Public Panel on United Nations Sustainable Development Goals Held in Montreal

Environmental, Refugee and Financial Concerns Among Issues Being Addressed

Permanent Representative of Canada to the United Nations, Marc-André Blanchard was personally disappointed that the UN’s SDGs received so little media attention. Photo Miriam Lafontaine

The United Nations Association of Canada organized a public panel to discuss a set of Sustainable Development Goals and how Canada can help accomplish these by 2030, on Nov. 4 in the OACI building on Robert Bourassa Blvd.

Passed in September 2015, the 2030 Agenda has 17 goals, with a combined 169 targets, that focus on a variety of issues including protecting the environment, ending poverty, fighting against climate change, reducing gender inequalities and financial inequalities, and ensuring quality education for all.

Permanent Representative of Canada to the United Nations, Marc-André Blanchard was personally disappointed that the UN’s SDGs received so little media attention.

“It was the first time, in the history of the UN that the 193 members states came together to decide on a strategic plan for the planet for the next 15 years,” he explained.

Dr.

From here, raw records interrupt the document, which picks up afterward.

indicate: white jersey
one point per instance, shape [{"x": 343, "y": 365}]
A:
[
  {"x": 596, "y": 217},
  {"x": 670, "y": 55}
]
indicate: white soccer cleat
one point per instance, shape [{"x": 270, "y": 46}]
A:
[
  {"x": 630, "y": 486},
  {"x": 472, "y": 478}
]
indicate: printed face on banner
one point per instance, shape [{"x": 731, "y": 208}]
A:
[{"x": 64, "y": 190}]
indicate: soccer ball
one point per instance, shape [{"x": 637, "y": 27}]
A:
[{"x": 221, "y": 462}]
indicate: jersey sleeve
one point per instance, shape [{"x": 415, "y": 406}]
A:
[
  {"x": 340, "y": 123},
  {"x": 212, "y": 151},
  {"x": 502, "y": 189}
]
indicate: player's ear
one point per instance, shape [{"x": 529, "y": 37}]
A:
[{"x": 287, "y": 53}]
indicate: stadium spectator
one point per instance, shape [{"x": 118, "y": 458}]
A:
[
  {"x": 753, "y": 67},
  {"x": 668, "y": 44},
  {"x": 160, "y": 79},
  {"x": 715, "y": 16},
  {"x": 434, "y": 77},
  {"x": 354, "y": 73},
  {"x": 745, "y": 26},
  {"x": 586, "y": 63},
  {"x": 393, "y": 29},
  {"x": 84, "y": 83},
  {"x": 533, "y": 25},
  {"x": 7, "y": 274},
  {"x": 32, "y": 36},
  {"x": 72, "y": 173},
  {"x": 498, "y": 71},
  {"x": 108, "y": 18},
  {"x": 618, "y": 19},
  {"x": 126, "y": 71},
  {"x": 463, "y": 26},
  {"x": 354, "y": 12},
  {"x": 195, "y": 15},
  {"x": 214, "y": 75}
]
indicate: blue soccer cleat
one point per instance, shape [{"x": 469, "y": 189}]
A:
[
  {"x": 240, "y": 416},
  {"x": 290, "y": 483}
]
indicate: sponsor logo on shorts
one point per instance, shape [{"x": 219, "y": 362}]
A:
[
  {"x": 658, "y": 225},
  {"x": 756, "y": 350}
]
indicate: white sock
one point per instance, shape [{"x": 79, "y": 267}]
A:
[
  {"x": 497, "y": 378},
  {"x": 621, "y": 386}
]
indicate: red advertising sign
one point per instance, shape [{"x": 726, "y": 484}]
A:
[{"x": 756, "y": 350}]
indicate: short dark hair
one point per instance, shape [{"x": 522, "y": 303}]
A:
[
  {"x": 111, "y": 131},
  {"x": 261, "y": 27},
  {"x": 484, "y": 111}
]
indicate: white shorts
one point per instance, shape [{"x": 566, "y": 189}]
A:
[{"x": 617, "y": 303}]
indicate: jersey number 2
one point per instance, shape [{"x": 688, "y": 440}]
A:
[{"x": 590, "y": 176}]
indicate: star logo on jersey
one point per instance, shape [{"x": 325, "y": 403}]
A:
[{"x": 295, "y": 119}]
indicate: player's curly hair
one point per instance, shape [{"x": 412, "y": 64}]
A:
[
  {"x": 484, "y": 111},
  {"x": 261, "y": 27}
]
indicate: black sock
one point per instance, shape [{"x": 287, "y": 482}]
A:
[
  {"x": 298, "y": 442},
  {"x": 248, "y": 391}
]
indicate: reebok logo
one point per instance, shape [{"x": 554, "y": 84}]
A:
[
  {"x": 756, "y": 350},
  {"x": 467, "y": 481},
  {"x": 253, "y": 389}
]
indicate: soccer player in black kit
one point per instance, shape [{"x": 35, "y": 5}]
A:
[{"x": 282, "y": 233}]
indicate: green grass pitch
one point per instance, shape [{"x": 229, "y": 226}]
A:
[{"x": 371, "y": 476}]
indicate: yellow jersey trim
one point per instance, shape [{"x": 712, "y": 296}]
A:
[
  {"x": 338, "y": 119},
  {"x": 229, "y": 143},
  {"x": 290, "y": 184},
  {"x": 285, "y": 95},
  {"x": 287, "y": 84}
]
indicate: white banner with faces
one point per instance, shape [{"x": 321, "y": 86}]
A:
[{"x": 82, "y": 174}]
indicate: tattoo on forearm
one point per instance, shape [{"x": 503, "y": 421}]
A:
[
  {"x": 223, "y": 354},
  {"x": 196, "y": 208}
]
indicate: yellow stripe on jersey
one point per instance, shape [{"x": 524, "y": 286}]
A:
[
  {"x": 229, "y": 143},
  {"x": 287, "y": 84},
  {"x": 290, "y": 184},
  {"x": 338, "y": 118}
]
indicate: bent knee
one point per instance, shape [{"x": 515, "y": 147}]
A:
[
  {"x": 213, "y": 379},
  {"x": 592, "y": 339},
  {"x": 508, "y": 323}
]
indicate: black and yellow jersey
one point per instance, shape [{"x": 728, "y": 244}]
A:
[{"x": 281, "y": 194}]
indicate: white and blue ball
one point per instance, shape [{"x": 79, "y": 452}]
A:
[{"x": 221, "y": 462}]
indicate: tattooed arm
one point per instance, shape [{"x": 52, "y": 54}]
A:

Braulio Diaz, the Executive Secretary of the UN’s Convention on Biological Diversity, said the UN plans to collaborate with stakeholders to ensure the protection of biodiversity of the planet.

The need is urgent, he said.

“We’re losing biodiversity at an increasing rate,” Braulio explained. “Extinction rate is more than a 1,000 times higher than it was before the Industrial Revolution—we’ve lost almost 90 per cent of all the world’s wetlands, more than 50 per cent of the world’s forests and more than 90 per cent of all large fish species.”

So far the Convention on Biological Diversity have been working with institutions such as national and provincial governments, cities and business by helping them to create policies that protect biodiversity and reduce their ecological footprint.

He also said they are working on creating stricter bio-safety rules for genetically modified organisms, and supporting Indigenous communities in their goals to protect the environment.

Braulio later expressed concern over the recently passed Paris Agreement, signed by 193 countries, to keep a rise in global average temperatures below 2 C to effectively combat climate change.

“Scientists already indicate that even the 2 C ceiling is perhaps too high, and that it will be too damaging to human lives and the environment,” he said.

The targets agreed upon in the Paris Agreement, he explained, would not ensure staying below this limit. “At the best, if all these commitments are really implemented, we will go beyond 3 C.”

He then went on to say that scientists are now estimating we would have to keep average temperatures from increasing by 1.5 C in order to prevent environmental collapse.

Although the 2030 SDG Agenda has no goal which is focused specifically on refugees, Denise Otis—the legal officer at the UN High Commissioner for Refugees in Canada—believes the UNHCR will be able to support the UN in achieving their goals to reduce poverty, increase food security, and increase inclusive and just societies through the aid of refugees.

“The agenda makes an explicit pledge to leave no one behind, and this is fundamental for the inclusion of refugees and internally displaced people,” she said.

They will do this by continuing to provide shelter, food, water and medical care to refugees around the world and in Canada, Otis explained. She said this will be accomplished by continuing to make commentaries on country’s laws and regulations surrounding refugees, and holding countries accountable for how they treat them.

Many of the UN’s statistics are collected by their Educational Scientific and Cultural Organization’s Institute for Statistics office in Montreal. Using the collected numbers, the UN says they will be able to accurately monitor if they are reaching their SDGs, or if more action and planning is needed.

“Our data [helps to hold] governments accountable, and helps keep them on track on how they should create policies,” said Dr. Silvia Montoya, the director of UNESCO Institute for Statistics.

But overall, Montoya said what the UN is able to do ultimately is limited. It cannot force countries to act in a certain way. They can merely report on countries and make recommendations to them on how they should structure their policies.